What makes the LabMD case interesting is what it says about the kind of harm that has to be shown in order for an FTC enforcement action to prevail.  In contrast to the Third Circuit’s decision in the Wyndham case, here the bar for what has to be shown appears to be higher.  In Wyndham, the panel held that the “FTC Act expressly contemplates the possibility that conduct can be unfair before actual injury occurs.”  (You can read more about that decision and its implications here.)  In LabMD, Chief ALJ Chappell specifically noted that the absence of evidence of any actual harm was dispositive.  He noted that even in Wyndham there were specific instances where hackers stole personal and financial information leading to $10.6 million dollars in fraudulent charges; but in LabMD, the amount of time between the point at which the security breaches occurred (2008) and the trial (2015), without the presentation of any evidence of actual injury, led the ALJ to the conclusion that “likely” harm was not only speculative, but in fact quite unlikely.

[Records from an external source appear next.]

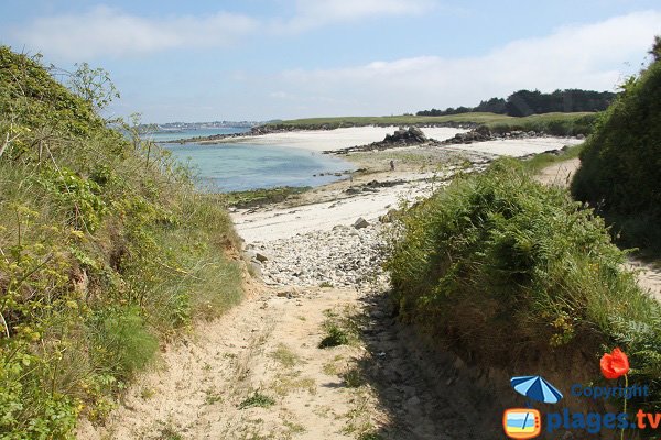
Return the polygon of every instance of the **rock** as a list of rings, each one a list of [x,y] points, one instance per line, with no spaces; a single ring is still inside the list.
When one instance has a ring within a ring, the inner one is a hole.
[[[388,212],[386,212],[383,216],[379,217],[379,221],[381,223],[392,223],[392,221],[397,217],[398,212],[399,211],[397,209],[389,209]]]
[[[362,217],[359,217],[354,222],[354,228],[356,228],[356,229],[362,229],[362,228],[367,228],[367,227],[369,227],[369,222],[367,220],[365,220]]]
[[[250,262],[250,272],[252,272],[252,276],[257,278],[263,278],[263,273],[261,270],[261,265],[257,262]]]
[[[261,252],[256,252],[254,253],[254,257],[260,263],[264,263],[264,262],[268,262],[269,260],[271,260],[268,255],[266,255],[266,254],[263,254]]]
[[[413,396],[409,400],[407,400],[408,407],[416,407],[418,405],[420,405],[420,397],[418,396]]]

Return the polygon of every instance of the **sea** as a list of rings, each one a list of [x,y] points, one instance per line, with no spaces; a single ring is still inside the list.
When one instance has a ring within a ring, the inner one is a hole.
[[[243,128],[199,129],[156,132],[148,138],[164,142],[162,146],[170,150],[173,157],[189,165],[198,178],[199,188],[205,191],[228,193],[280,186],[315,187],[338,180],[343,176],[346,178],[344,173],[355,169],[353,164],[340,158],[286,144],[167,143],[167,141],[213,134],[242,133],[248,130]]]

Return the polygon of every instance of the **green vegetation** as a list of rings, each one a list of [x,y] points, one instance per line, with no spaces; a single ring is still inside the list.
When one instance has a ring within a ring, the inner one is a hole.
[[[661,61],[622,89],[586,142],[572,191],[624,245],[661,255]]]
[[[311,187],[282,186],[278,188],[249,189],[245,191],[231,191],[221,196],[221,201],[229,207],[253,208],[261,205],[277,204],[284,201],[290,197],[296,197],[310,190]]]
[[[393,299],[434,341],[505,369],[551,369],[582,352],[596,372],[604,348],[619,345],[633,383],[650,385],[633,407],[661,409],[659,304],[621,268],[604,221],[565,189],[499,160],[409,209],[401,233],[386,264]]]
[[[581,89],[555,90],[542,94],[539,90],[519,90],[502,98],[491,98],[481,101],[477,107],[449,107],[445,110],[423,110],[415,113],[419,117],[438,117],[467,112],[492,112],[511,117],[527,117],[552,112],[603,111],[615,99],[610,91],[594,91]]]
[[[283,343],[278,344],[278,348],[271,353],[271,358],[288,369],[292,369],[303,362],[292,349]]]
[[[239,409],[246,408],[269,408],[275,405],[275,400],[271,397],[266,396],[259,392],[254,392],[254,394],[243,402],[239,404]]]
[[[2,439],[102,419],[162,342],[241,297],[229,217],[166,152],[107,129],[101,89],[86,101],[0,47]]]
[[[514,130],[538,131],[556,135],[588,134],[596,113],[544,113],[516,118],[506,114],[474,112],[441,117],[337,117],[293,119],[271,122],[266,127],[274,130],[288,129],[337,129],[361,125],[487,125],[492,131],[502,133]]]

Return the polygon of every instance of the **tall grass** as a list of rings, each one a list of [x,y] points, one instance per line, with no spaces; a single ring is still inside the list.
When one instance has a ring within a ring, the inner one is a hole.
[[[238,238],[187,168],[37,61],[0,47],[0,438],[68,438],[240,299]]]
[[[386,266],[402,319],[489,366],[555,352],[562,367],[576,351],[596,365],[619,344],[652,389],[638,404],[661,409],[660,307],[622,270],[604,221],[566,190],[500,160],[409,209],[400,232]]]

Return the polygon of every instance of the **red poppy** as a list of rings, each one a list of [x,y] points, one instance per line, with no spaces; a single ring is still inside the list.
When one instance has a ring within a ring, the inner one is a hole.
[[[618,378],[629,373],[629,359],[620,349],[605,353],[599,365],[602,365],[602,374],[606,378]]]

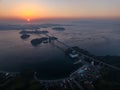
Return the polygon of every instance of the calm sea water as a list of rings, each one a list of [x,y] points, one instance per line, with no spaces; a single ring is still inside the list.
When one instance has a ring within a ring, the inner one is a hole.
[[[70,46],[79,46],[95,55],[120,55],[120,21],[112,20],[72,20],[52,21],[54,24],[67,24],[65,31],[48,30],[59,40]],[[30,41],[42,35],[31,35],[22,40],[19,30],[0,31],[0,70],[37,71],[41,79],[56,79],[68,76],[81,64],[74,65],[64,53],[51,44],[33,47]]]

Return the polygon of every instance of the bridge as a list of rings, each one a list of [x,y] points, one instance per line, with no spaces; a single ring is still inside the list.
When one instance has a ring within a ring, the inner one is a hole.
[[[51,35],[48,35],[48,34],[44,34],[44,35],[46,35],[47,37],[55,37],[55,36],[51,36]],[[59,48],[60,50],[62,50],[62,51],[66,51],[66,49],[68,49],[68,48],[70,48],[70,49],[72,49],[72,50],[75,50],[74,48],[72,48],[71,46],[69,46],[69,45],[67,45],[67,44],[65,44],[64,42],[62,42],[62,41],[60,41],[60,40],[58,40],[58,39],[56,39],[55,41],[57,41],[59,44],[61,44],[61,45],[63,45],[65,48],[61,48],[60,46],[58,46],[58,45],[55,45],[57,48]],[[116,67],[116,66],[114,66],[114,65],[111,65],[111,64],[108,64],[108,63],[105,63],[105,62],[103,62],[103,61],[100,61],[100,60],[98,60],[98,59],[95,59],[95,58],[93,58],[93,57],[91,57],[91,56],[88,56],[88,55],[85,55],[85,54],[83,54],[83,53],[81,53],[81,52],[78,52],[81,56],[83,56],[83,58],[88,58],[89,60],[91,60],[91,61],[94,61],[94,62],[98,62],[99,64],[101,64],[101,65],[103,65],[103,66],[107,66],[107,67],[110,67],[110,68],[113,68],[113,69],[115,69],[115,70],[119,70],[120,71],[120,68],[119,67]],[[80,61],[81,59],[79,59],[78,60],[78,62]]]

But let’s not go too far in overly interpreting this case.  First, note that this is an ALJ decision; the FTC has to weigh whether it will take the case further up the administrative appeal chain; and even then a federal court still may have an opportunity to weigh in.  Second, I think that it is possible to reconcile Wyndham’s and LabMD’s reasoning of what the FTC needs to show by way of harm:  such decisions will be grounded in highly fact-specific inquiries about the amount of time that has passed since the complained-of act occurred, how information was compromised, etc.  As more cases arising out of FTC enforcement actions lead to interpretations of the FTC’s authority with regard to cybersecurity cases, the contours of what constitutes a sufficient showing of likely harm will continue to play out.  Third, while it is possible that this case will embolden entities in the FTC’s crosshairs to avoid consent decrees and try their luck with litigation, the cost-benefit analysis has probably not shifted a great deal.  LabMD, to my mind, signals instead that courts are still going through the process of figuring out the contours of actual and likely harm arising from data security practices on a case-by-case basis; after a few more cases with different factual scenarios, the picture should become clearer.